Allocating resources for cybersecurity is essential for the smooth functioning of business organisations, but requirements vary across businesses and industries. Therefore, implementing a one-size-fits-all cybersecurity solution will most likely not be successful or useful. As such the first step is to assess the client’s requirements and assist with understanding these so that the appropriate solutions are found. To do this, STME has developed services and consultancies which monitor the industry trends and landscape including government policy and regulation so that clients can be advised on the best solution from the numerous products available in the market.
“Because of the numerous products available in the market, the business opportunities in conjunction with growing cybersecurity threats and an evolving security landscape are immense. However, with all these opportunities there is much confusion on which could be the best solution or way forward,” added Al Bayaa.
STME also differentiates their managed service solutions by providing expert pre-sales, and after-sales services. “Offering clients the services of an expert during the installation and transitional phases of a product would help in its smooth functioning, thereby providing good change management,” he said.

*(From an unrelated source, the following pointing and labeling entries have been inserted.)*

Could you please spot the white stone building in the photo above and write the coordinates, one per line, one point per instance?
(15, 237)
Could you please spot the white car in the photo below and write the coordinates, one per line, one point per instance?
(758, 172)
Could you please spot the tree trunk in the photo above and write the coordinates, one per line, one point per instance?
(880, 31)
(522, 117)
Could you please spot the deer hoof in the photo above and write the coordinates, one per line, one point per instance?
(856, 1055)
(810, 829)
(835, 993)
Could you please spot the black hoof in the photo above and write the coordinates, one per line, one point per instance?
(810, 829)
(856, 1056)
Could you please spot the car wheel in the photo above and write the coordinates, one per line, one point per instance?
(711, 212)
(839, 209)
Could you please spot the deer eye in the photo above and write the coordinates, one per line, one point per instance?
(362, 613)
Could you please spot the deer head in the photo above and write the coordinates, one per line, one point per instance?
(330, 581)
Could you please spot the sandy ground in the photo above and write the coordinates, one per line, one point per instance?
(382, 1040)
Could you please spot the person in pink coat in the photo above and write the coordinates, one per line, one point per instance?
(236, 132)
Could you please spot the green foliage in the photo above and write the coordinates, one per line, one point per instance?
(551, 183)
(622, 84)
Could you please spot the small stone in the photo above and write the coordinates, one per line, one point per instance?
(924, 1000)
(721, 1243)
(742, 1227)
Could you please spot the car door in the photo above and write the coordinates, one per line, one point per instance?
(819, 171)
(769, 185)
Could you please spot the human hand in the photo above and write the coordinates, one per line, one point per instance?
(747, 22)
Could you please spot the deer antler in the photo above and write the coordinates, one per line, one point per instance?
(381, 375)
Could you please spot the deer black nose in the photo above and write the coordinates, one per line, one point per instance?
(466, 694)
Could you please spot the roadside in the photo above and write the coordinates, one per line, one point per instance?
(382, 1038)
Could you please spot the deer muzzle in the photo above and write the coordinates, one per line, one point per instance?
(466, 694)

Another challenge that professionals at STME face is in discussing solutions with clients, some of whom have a set idea of which product they want even though it may not be appropriate for their needs, or are not ready to relinquish their grip over resources and allow outsiders to manage critical core tasks like security.
“After all, the role of system integrators like STME is to enlighten the customer about all available options and technologies.”
At STME the different types of threats and other security challenges are analysed for insights on what kind of skills and products are mostly needed. As in most other branches of technology, almost always there is more than one way to achieve the same objective, but having these insights on hand ensures the best route to success is paved.
The services and consultancy adds to the technical expertise of the professionals at STME, so that clients can realise their ROI when using managed services versus hiring large in-house teams and going through the hoops of specialised training on wide spectrum of products. It is through developing strong and capable staff and partnerships with vendors and suppliers that STME recorded phenomenal growth in the managed security services sector of their business offerings. Having developed a successful formula, the company plans to enlarge its portfolio of products, and services, to reach more clients in the Middle East.